08/03/2022
Manoj is our mother's only brother. I, Okha, recently felt called to visit him to begin a dialogue of forgiveness. My siblings were so proud of me. It ended with Manoj laughing & yelling at me and I was not able to speak. Now, I will speak through words on a post w support from my siblings.
Manoj, I feel my mom’s presence is all around me, I think because I was meant to go with her to pick up my sister (the day she was taken away from us). She has a strong will to protect me and I feel it. In this moment, she protected me from yelling back and kept me calm. I know she is utterly disappointed in her siblings. The most important thing to her was me, my sister, and brother -hands down and she was vocal about that as she was many things. In this instance, she would have been very vocal as to how to treat me and Manoj, you and I both know that is not how she would want you to have addressed me.

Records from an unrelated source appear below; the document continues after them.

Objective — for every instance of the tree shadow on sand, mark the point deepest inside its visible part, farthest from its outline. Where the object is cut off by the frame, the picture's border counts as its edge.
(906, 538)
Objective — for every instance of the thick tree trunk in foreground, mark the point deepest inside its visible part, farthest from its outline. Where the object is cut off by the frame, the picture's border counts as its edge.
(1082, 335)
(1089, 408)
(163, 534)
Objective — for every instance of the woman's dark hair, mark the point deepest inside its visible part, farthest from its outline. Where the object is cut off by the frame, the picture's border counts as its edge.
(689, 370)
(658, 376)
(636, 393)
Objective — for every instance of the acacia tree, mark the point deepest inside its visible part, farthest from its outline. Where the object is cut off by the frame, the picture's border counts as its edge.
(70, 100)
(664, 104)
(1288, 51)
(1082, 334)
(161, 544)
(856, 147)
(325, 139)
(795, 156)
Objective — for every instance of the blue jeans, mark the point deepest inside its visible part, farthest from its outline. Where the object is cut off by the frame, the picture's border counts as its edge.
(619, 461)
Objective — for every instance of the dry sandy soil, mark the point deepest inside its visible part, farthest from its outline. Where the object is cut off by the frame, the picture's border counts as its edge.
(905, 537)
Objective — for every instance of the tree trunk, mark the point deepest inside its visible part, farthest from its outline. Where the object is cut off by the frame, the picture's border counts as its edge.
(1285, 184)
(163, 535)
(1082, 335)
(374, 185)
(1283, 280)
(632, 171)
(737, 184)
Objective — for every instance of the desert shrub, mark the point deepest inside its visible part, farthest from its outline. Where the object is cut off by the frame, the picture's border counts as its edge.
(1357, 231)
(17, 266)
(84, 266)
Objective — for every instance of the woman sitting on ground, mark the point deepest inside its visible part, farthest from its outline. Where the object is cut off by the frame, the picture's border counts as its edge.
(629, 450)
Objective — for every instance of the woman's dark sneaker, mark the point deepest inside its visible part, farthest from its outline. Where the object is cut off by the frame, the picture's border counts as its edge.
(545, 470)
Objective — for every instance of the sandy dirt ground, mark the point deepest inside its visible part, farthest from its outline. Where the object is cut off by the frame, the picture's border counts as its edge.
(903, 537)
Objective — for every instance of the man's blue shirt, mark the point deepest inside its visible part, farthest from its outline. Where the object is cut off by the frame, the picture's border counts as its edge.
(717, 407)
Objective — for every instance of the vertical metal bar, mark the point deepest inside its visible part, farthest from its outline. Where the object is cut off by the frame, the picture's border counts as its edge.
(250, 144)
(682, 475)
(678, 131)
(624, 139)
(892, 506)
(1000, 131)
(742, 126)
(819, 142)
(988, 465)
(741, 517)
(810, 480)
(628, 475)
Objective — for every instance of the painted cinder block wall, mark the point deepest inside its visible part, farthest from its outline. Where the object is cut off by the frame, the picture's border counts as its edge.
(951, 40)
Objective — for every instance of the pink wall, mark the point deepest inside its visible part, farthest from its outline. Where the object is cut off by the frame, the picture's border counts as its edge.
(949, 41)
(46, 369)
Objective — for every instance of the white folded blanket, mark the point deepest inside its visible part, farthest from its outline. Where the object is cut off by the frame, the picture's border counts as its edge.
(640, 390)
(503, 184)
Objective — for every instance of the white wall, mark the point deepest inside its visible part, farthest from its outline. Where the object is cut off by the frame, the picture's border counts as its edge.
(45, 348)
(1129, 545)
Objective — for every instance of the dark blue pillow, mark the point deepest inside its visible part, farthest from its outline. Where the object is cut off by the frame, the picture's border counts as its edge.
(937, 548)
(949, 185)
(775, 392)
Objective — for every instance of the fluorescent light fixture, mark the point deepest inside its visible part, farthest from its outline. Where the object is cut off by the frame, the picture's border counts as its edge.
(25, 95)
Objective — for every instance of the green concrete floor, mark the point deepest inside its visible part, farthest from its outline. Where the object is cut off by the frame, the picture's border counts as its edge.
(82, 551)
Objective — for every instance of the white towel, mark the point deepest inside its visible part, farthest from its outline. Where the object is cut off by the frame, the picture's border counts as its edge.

Do we (Div, K, and me) blame you? We think you are naive and got convinced of things that aren’t factual. For sometime to start the first conversation we ever had off to be “Don’t you dare blame me” means you probably blame yourself. You did have a hand in this as you had nothing bad to say about my dad after this happened to my mom, it was only now that you made all these false claims. Also, your dad had a $150K policy on my mom and had been arrested in Africa for robbing trains. He was known as a shrewd corrupt businessman and even you were scared sh*tless of him, with all the threatening calls to him about paying up and that and this would happen to another daughter, you would never think to look into him and his dealings, I'm sure out of fear.
I came with the intention of forgiveness and to start dialogue.
My mom is disappointed in you. You had a hand in mentally hurting her children and taking away the kindest man they know away from them and for that I think you do blame yourself cause deep down you know the truth.